For the low value of goodwill elasticity of demand (\(\epsilon _g=0.2\)) we recognize that all optimal marketing strategies are supportive (see Figs. 12). One may observe that the rate of decline of goodwill is lower for larger value of parameter \(\rho \). More precisely, at the end of the product life cycle the mean value of optimal goodwill path for model with \(\rho =0.5\) decreases by 70% of its initial value (cf. Table 1), whereas for \(\rho =1\) we observe 30% decline in the average level of product goodwill. Moreover, in each market segment e one may observe two shapes of optimal marketing strategies: for \(\rho = 0.5\) we have parabolic shape with a maximum (see Fig. 1) and for \(\rho =1\) we receive decreasing concave shape (see Fig. 2). Strictly speaking, a non-linear marketing response function in the goodwill model results that the maximum defensive marketing efforts occur much later. However, the maximum level of optimal strategies with a parabolic shape is more than three times smaller than for the strategy with a decreasing concave shape.

For the high value of goodwill elasticity of demand (\(\epsilon _g=1\)) we observe both supportive and strengthening marketing strategies (see Figs. 3, 4). The differences between linear and non-linear models for \(\epsilon _g=1\) are more striking. The strengthening policy occurs in the experiment for a linear marketing response function, \(\rho =1\) (see Fig. 4). It causes that the optimal goodwill path reaches level of 590, which is almost six times bigger than its initial value. Furthermore, the average goodwill at the end of the product life cycle increases four times. As for the model with supportive strategy (\(\rho =0.5\)) we observe a four-fold average decrease in goodwill at the end of the time horizon.

In the experiments presented on Figs. 3 and 4 the curves of optimal marketing communication efforts posses two shapes depending on the marketing response function. Supportive strategies, \(u^*\) and \(u_0^*\) have a concave decreasing shape in each market segment (see Fig. 3). Moreover, their maximum level is achieved at the beginning of the product life cycle and for consumers with little usage experience. For the linear model (see Fig. 4) marketing strategies change shape into a serpentine, piecewise linear. In comparison with the non-linear model the greatest values of strengthening defensive and offensive polices are nearly seven and six times larger, respectively (see Table 1).

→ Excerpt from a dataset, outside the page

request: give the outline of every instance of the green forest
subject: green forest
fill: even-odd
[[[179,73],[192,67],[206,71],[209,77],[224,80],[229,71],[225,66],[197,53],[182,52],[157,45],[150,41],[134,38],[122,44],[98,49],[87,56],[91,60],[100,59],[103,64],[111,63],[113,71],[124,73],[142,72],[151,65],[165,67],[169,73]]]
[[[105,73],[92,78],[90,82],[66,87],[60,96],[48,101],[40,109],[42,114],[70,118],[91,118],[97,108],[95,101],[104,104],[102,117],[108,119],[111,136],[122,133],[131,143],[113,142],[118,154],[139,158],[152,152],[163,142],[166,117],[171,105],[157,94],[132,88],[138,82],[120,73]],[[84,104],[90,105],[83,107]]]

Finally, we compare financial consequences of investments in defensive and offensive marketing communication efforts. They are presented in Table 1.

Table 1 The essential values for optimal solutions: \(J_0\) is the company profit with no marketing investment, \(\frac{\varDelta J}{J_0}=\frac{J-J_0}{J_0}\), \(\max G^*\)—the maximal value of goodwill \(G^*\), \(\text {mean } G^*_T\)—the mean value of goodwill \(G^*\) at final time T

The ratio \(\frac{\varDelta J}{J_0}\) is a measure of the benefit from investments in marketing and is equal to the percentage change of the company profits caused by introducing the optimal marketing polices. Our experiments confirm that a low level of goodwill elasticity of demand causes a small percentage increase in the company profits \(\frac{\varDelta J}{J_0}\) for both values of parameter \(\rho \). In case of a high goodwill elasticity of demand the company benefit form marketing investments is higher compared to the previous experiments and for the linear marketing response function \(\frac{\varDelta J}{J_0}\) reaches 92%.

The above analysis highlights the importance of eWOM and the levels of goodwill elasticity of demand in creating an optimal defensive and offensive marketing campaign. Moreover, the non-linear effect of marketing communication efforts has a strong impact on optimal goodwill path in every market segment. Finally, conducted experiments have confirmed that the defensive and offensive marketing strategies have different magnitudes and it should be taken into account by managers.